Trying to remove duplicates words in a String using sed of MacOS

182 views Asked by At

I'm trying to remove duplicates words in a string using sed from MacOS using the following command:

sed -r 's/^([A-Za-z0-9_]+) \1$/\1/' <<< 'The best of of The United Kingdom'

But it only returns

The best of of United Kingdom

What I'm missing? Could you guys give me hand? Please.

4

There are 4 answers

0
dan On

You are unnecesarily anchoring the regex at the start and end of line. Remove ^ and $. Change -r to the POSIX -E and it will work on BSD/Mac sed. You also need the g flag to replace multiple repeating word patterns.

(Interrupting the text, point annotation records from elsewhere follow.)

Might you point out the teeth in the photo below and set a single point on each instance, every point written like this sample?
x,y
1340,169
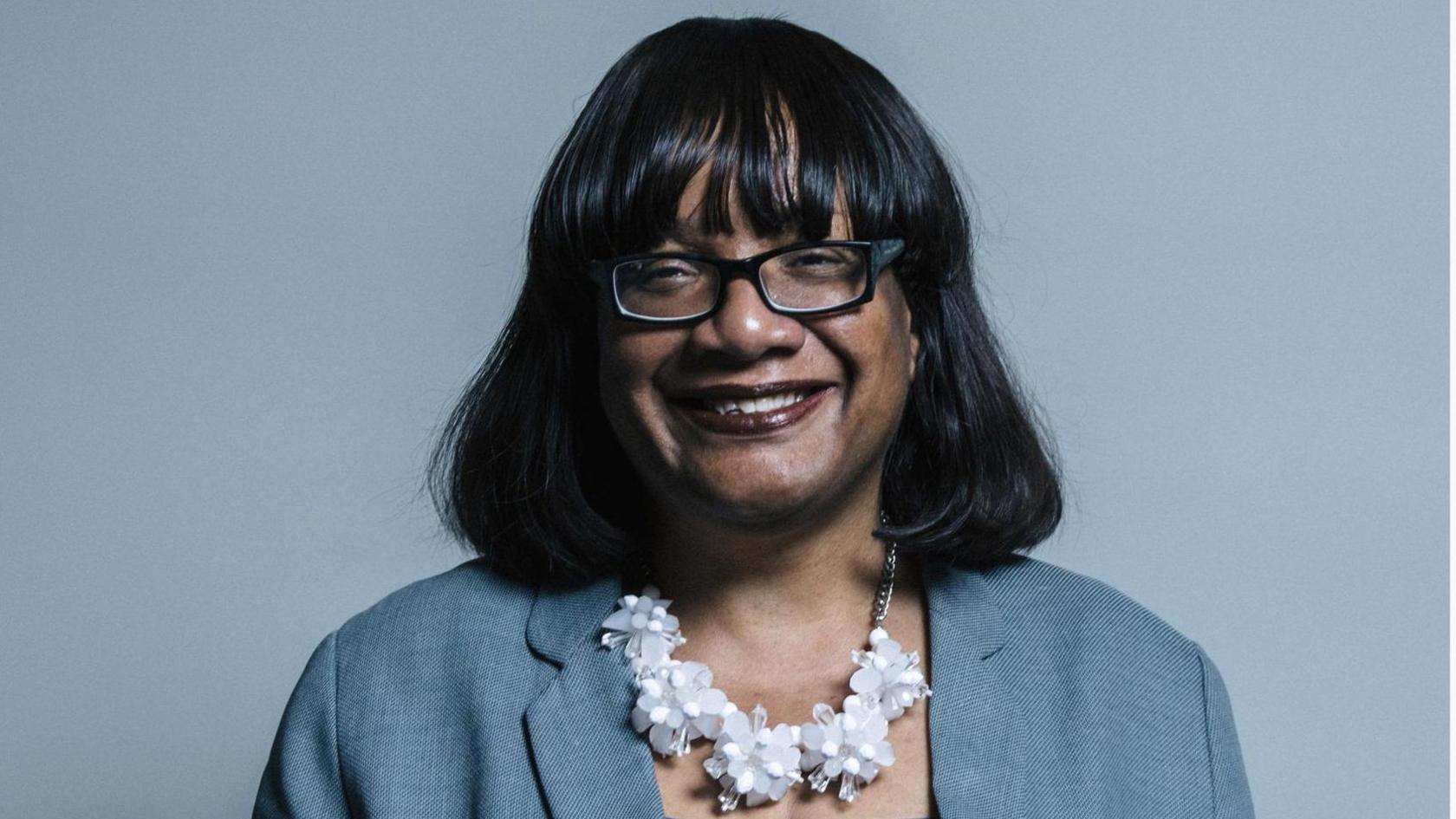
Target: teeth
x,y
757,404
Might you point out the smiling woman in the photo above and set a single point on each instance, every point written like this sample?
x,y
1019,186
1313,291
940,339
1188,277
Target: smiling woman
x,y
749,393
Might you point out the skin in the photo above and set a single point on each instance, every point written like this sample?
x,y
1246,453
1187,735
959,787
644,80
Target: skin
x,y
764,545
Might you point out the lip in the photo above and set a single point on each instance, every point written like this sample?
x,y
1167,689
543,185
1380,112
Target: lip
x,y
751,423
731,391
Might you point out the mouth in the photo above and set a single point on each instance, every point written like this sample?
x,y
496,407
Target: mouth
x,y
751,408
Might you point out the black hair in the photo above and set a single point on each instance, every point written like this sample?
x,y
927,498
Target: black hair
x,y
528,471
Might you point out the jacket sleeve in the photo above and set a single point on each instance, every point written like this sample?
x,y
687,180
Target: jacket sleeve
x,y
1231,787
303,777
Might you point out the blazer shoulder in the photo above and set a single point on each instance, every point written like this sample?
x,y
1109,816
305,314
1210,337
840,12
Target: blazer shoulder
x,y
464,603
1050,603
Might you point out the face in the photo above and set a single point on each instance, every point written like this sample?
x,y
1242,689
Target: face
x,y
663,389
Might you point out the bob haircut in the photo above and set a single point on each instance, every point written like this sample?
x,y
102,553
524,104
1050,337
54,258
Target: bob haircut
x,y
528,470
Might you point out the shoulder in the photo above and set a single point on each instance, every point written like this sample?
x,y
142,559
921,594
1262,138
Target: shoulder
x,y
1043,601
432,621
1078,633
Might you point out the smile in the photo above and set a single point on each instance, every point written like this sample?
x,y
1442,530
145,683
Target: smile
x,y
751,414
757,404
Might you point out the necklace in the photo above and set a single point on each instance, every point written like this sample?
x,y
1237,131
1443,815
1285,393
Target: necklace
x,y
678,705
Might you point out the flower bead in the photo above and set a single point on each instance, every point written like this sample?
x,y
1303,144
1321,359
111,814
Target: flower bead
x,y
753,761
848,745
887,677
678,705
644,630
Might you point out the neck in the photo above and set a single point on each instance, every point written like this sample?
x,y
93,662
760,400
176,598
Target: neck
x,y
756,581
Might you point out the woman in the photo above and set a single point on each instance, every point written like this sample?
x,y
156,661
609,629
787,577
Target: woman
x,y
746,474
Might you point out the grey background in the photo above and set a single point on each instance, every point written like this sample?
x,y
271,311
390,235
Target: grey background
x,y
250,252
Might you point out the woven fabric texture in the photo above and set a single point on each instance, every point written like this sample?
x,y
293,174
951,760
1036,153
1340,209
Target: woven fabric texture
x,y
468,695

sed -E 's/([A-Za-z0-9_]+) \1/\1/g'
1
sseLtaH On

You can try this sed

$ sed 's/\([^ ]* \)\1\+/\1/' input_file
The best of The United Kingdom

Your original code had unneeded anchors ^|$. Here is a fixed version

$ sed -r 's/([A-Za-z0-9_]* )\1+/\1/' <<< 'The best of of The United Kingdom'
The best of The United Kingdom
1
Ryszard Czech On

Use

sed -E 's/[[:<:]]([[:alnum:]_]+)([[:space:]]+\1)+[[:>:]]/\1/'

EXPLANATION

--------------------------------------------------------------------------------
  [[:<:]]                  the boundary between a non-word char or
                           start of string and a word char
--------------------------------------------------------------------------------
  (                        group and capture to \1:
--------------------------------------------------------------------------------
    [[:alnum:]_]+            any character of: letters and digits,
                             '_' (1 or more times (matching the most
                             amount possible))
--------------------------------------------------------------------------------
  )                        end of \1
--------------------------------------------------------------------------------
  (                        group and capture to \2 (1 or more times
                           (matching the most amount possible)):
--------------------------------------------------------------------------------
    [[:space:]]+             any character of: whitespace characters
                             (like \s) (1 or more times (matching the
                             most amount possible))
--------------------------------------------------------------------------------
    \1                       what was matched by capture \1
--------------------------------------------------------------------------------
  )+                       end of \2
--------------------------------------------------------------------------------
  [[:>:]]                  the boundary between a word char (\w) and
                           something that is not a word char
0
Rafa_izu On

I installed gnu-sed. Problem solved.